Moderasi Kerukunan Umat Beragama

Tidak hanya menarik perhatian Kepala BPIP, Prof. Drs. KH. Yudian Wahyudi, harmonisasi antar umat bergama di Desa Sindang Jati juga mendapat perhatian Pusat Kerukunan Umat Beragama (PKUB) Kementerian Agama Republik Indonesia.

Pada tahun 2020, Kepala PKUB Kemenag RI, Nifasri mengunjung Desa Sindang Jati untuk bersilaturahmi dan bertatap muka dengan pemuka adat dan tokoh agama di desa tersebut. Dalam kunjungannya, Nifasri mengaku kagum melihat masyarakatnya Desa Sindang Jati yang hidup rukun tanpa memandang perbedaan suku, etnik, dan agama. Saling hormat menghormati, saling membantu satu sama lainnya. Apalagi setelah melihat jika di desa tersebut terdapat beberapa rumah ibadah, ada Masjid, Vihara dan Gereja sebagai simbol kerukunan yang nyata.

“Dari pertemuan PKUB dengan tokoh agama dan tokoh masyarakat Desa Sindang Jati tahun 2020 lalu, akhirnya disepakati penandatanganan Prasasti Desa Sindang Jati sebagai kawasan moderasi dan kerukunan umat beragama oleh Bupati Rejang Lebong, Rektor IAIN Curup dan Plt.
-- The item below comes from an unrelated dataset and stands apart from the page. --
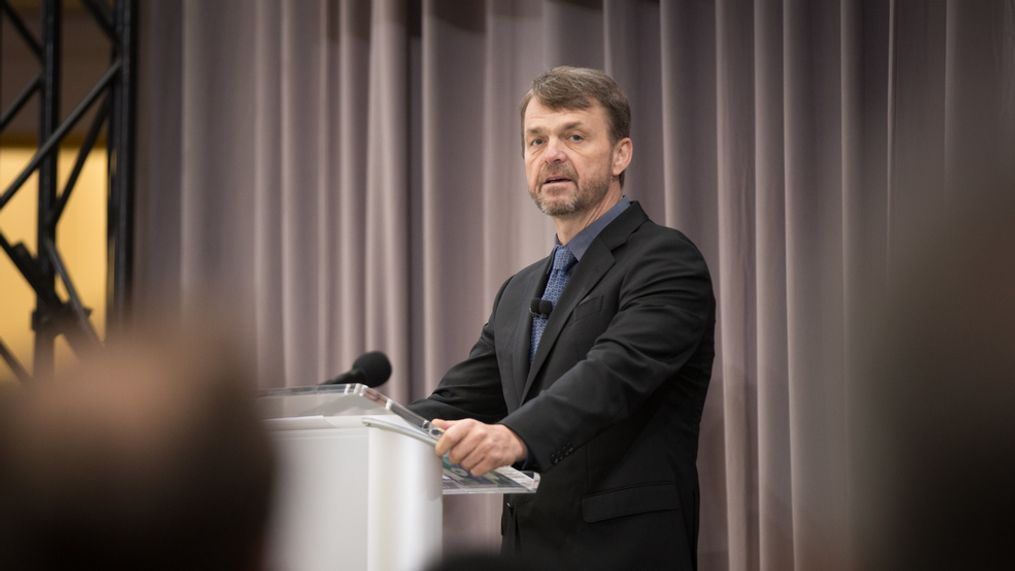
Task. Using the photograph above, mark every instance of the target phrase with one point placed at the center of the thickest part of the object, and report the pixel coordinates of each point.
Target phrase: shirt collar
(581, 242)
Sekjen Kementerian Agama RI,” jelas Fachrobin dengan ekspresi bangga.

Polri Bersinergi dengan Komunitas dan Ormas Keagamaan

Sinergi TNI dan Polri serta Ormas Keagamaan dalam Menjaga Kerukunan
Sinergi TNI dan Polri serta Ormas Keagamaan dalam Menjaga Kerukunan

Polri memiliki peran penting dalam menjaga kerukunan umat beragama, terutama dalam hal pencegahan terjadinya konflik antar masyarakat. Polri melalui Polsek Sindang Kelingi, terus melakukan berbagai program dan kegiatan untuk menciptakan lingkungan masyarakat yang damai, saling menghormati antar umat beragama, khususnya di Kecamatan Sindang Kelingi.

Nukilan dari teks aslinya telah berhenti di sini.